В его стороны повернулись головы, когда подошел к двери и взялся за ручку. Сергей протянул к нему руку, но Акбаршах покачал головой:

— Не надо, друг. Я решил.

Ахмед крикнул резко:

— Что ты решил?

— Я сделал глупость, но я прошу не наказания, а награду… Позволь мне умереть первым во славу Аллаха. Я взял взрывчатку. Американцы решат, что я иду сдаваться. А когда буду возле ворот…

Ахмед не успел открыть рот, Акбаршах оттолкнул его руку, открыл дверь и вышел. Яркий свет ударил по глазам, он с потрясающей ясностью видел улицы и дома этого враждебного мира. Все блистало чистотой, нечеловеческой чистотой и безжизненностью, словно весь западный мир стал большой больницей для тяжелобольных, которым глоток свежего воздуха смертелен.

У запертых ворот с автоматами наперевес стояли коммандос, неимоверно толстые, все рослые и широкие, как футболисты, Дальше полицейские автомашины, в два ряда, от разноцветных мигалок рябит в глазах. В сторонке два автобуса с надписями на бортах TV, а на крышах суетятся бородатые лохматые мужики с телеаппаратурой, стреляют солнечными зайчиками ему в глаза.

Он вскинул руки, показывая, что не вооружен, медленно начал спускаться по ступенькам. Тяжелая взрывчатка сжимала ребра, тяжело дышать, он прикрутил ее чересчур туго, но даже сейчас на всякий случай втягивал живот, чтобы, не приведи Аллах, не заметили излишнего брюшка, так непривычного для сухощавых и подтянутых арабских мюридов.

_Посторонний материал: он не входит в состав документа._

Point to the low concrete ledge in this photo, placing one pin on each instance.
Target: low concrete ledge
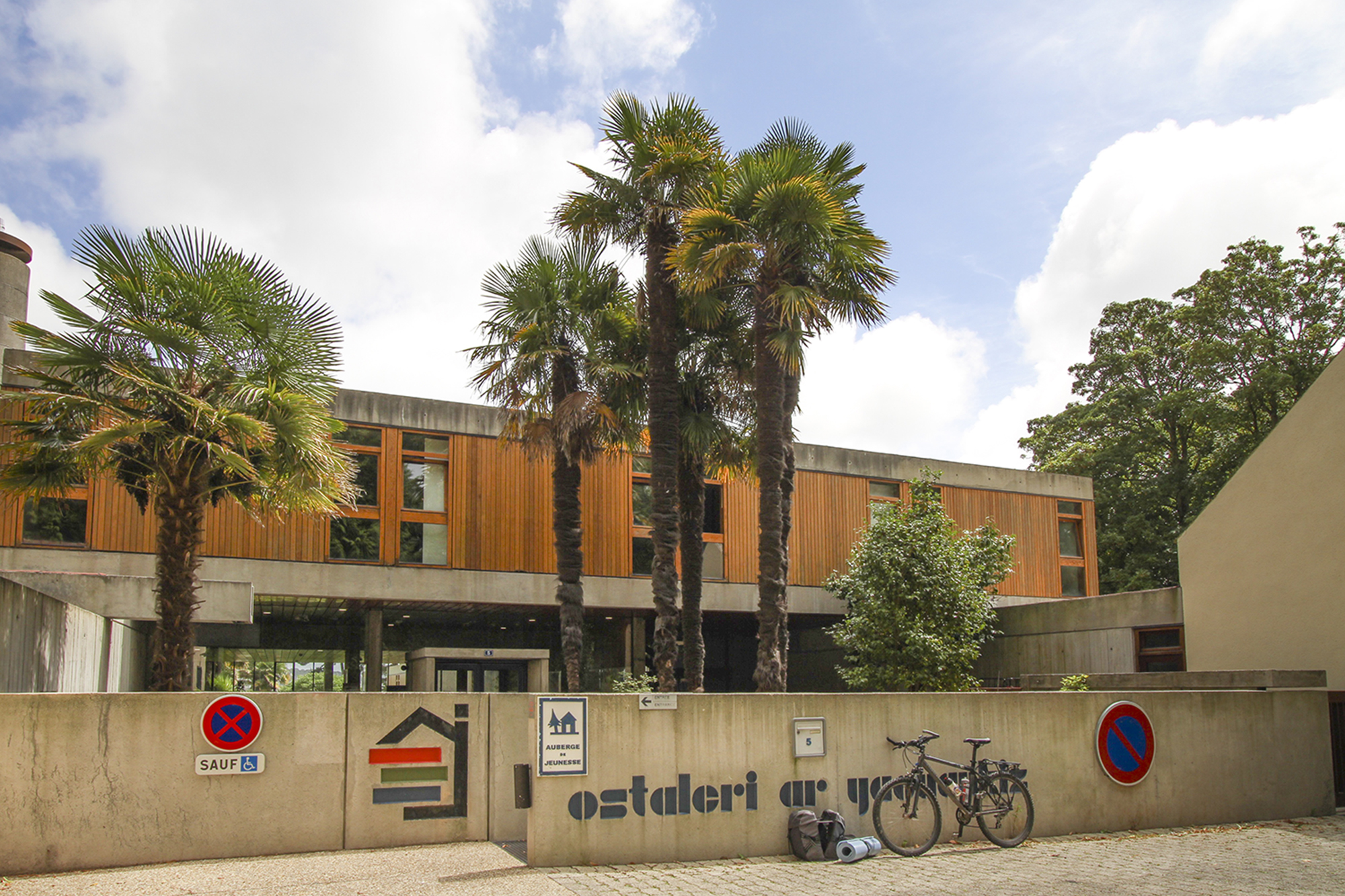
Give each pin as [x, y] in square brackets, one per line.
[1231, 680]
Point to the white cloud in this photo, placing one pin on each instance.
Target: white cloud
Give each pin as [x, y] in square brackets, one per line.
[601, 38]
[1155, 210]
[1253, 26]
[360, 153]
[50, 270]
[907, 384]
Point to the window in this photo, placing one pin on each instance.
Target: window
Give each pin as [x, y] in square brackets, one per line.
[642, 510]
[1074, 575]
[424, 514]
[883, 495]
[57, 521]
[357, 534]
[1160, 649]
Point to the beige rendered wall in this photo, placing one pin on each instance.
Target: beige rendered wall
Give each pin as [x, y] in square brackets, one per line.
[1262, 568]
[1211, 764]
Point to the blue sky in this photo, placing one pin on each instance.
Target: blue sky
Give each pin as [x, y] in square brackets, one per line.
[1028, 162]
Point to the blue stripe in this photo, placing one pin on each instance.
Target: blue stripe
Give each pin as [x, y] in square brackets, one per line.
[407, 795]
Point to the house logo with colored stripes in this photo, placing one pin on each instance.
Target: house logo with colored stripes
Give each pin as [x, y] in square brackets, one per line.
[419, 778]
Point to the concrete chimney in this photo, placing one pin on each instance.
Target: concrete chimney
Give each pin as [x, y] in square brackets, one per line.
[15, 256]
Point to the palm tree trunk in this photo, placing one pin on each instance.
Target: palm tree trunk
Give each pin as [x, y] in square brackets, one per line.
[665, 404]
[770, 408]
[692, 505]
[792, 401]
[181, 507]
[570, 561]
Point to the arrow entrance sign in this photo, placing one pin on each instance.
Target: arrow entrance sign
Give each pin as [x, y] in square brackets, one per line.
[658, 701]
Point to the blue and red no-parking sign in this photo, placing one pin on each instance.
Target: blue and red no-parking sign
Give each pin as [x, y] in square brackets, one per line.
[1125, 743]
[231, 723]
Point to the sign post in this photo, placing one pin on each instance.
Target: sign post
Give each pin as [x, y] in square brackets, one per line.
[1125, 743]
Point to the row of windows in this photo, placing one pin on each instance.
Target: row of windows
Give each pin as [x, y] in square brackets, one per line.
[423, 521]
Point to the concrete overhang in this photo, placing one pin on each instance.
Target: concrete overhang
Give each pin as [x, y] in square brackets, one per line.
[134, 596]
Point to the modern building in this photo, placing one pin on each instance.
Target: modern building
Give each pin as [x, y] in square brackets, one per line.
[443, 576]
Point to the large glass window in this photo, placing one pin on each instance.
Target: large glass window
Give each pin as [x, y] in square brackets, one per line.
[354, 538]
[357, 536]
[1160, 649]
[56, 521]
[1074, 577]
[882, 497]
[424, 544]
[367, 481]
[424, 514]
[642, 512]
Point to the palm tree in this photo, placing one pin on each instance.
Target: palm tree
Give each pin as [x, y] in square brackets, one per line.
[785, 221]
[716, 370]
[202, 376]
[661, 153]
[555, 318]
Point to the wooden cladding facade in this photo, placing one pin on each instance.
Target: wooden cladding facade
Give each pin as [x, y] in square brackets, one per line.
[500, 518]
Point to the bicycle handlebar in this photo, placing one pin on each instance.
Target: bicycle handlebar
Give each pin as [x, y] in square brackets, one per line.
[918, 743]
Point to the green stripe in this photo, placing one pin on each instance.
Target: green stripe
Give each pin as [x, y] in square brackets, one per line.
[432, 772]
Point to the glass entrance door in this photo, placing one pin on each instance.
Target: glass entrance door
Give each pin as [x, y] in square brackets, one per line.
[470, 677]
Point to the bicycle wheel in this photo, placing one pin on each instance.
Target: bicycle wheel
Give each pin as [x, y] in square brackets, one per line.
[1004, 810]
[907, 817]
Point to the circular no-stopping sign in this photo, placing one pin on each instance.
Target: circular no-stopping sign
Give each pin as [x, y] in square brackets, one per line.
[1125, 743]
[231, 723]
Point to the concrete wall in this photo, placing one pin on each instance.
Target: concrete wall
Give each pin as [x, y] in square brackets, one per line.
[1262, 567]
[1075, 635]
[52, 646]
[108, 779]
[1211, 764]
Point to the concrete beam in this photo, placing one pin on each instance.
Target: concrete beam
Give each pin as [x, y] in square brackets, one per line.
[132, 596]
[1124, 610]
[1231, 680]
[357, 581]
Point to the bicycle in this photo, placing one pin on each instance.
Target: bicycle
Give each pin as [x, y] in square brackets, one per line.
[993, 794]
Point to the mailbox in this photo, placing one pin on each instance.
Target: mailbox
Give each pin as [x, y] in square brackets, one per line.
[810, 737]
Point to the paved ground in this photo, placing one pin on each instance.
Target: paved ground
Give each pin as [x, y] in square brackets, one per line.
[1300, 856]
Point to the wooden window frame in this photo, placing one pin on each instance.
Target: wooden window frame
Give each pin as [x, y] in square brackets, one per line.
[73, 493]
[707, 537]
[903, 495]
[412, 514]
[1160, 653]
[1082, 560]
[365, 512]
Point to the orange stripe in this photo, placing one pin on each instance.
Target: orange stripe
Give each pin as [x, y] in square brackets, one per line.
[406, 755]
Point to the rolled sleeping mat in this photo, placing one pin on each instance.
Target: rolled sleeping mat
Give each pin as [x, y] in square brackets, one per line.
[852, 850]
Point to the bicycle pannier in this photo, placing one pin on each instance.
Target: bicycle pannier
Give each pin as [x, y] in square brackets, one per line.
[832, 826]
[805, 837]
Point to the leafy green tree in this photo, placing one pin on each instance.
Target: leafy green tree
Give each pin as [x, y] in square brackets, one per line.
[555, 321]
[785, 224]
[919, 596]
[202, 374]
[661, 154]
[1179, 393]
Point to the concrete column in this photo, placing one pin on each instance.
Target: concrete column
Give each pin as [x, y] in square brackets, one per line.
[352, 669]
[375, 650]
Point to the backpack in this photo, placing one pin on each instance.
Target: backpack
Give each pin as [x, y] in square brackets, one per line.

От ворот закричали в мегафон:

— Эй, остановись!

Он поднял руки еще выше, растопырил пальцы. Два десятка автоматов смотрели ему в лицо, а еще, он знал, сотня винтовок с оптическими прицелами следит за каждым его шагом, он чувствует кожей лучи лазерных прицелов…

— Не могу, — крикнул он, — если я остановлюсь, мне выстрелят в спину!

После секундного замешательства в мегафон проорали, словно они где-то видели глухих воинов ислама:

— Тогда иди медленнее! Нам нужно тебя рассмотреть.

У вас же сотни телекамер снимают меня, промелькнуло у него презрительное. Сотни фотообъективов с теленасадками. Вы же рассматриваете меня даже сейчас в приборы ночного видения…

На лбу внезапно выступила испарина, сердце сжалось. А вдруг они на расстоянии определят, что на нем взрывчатка?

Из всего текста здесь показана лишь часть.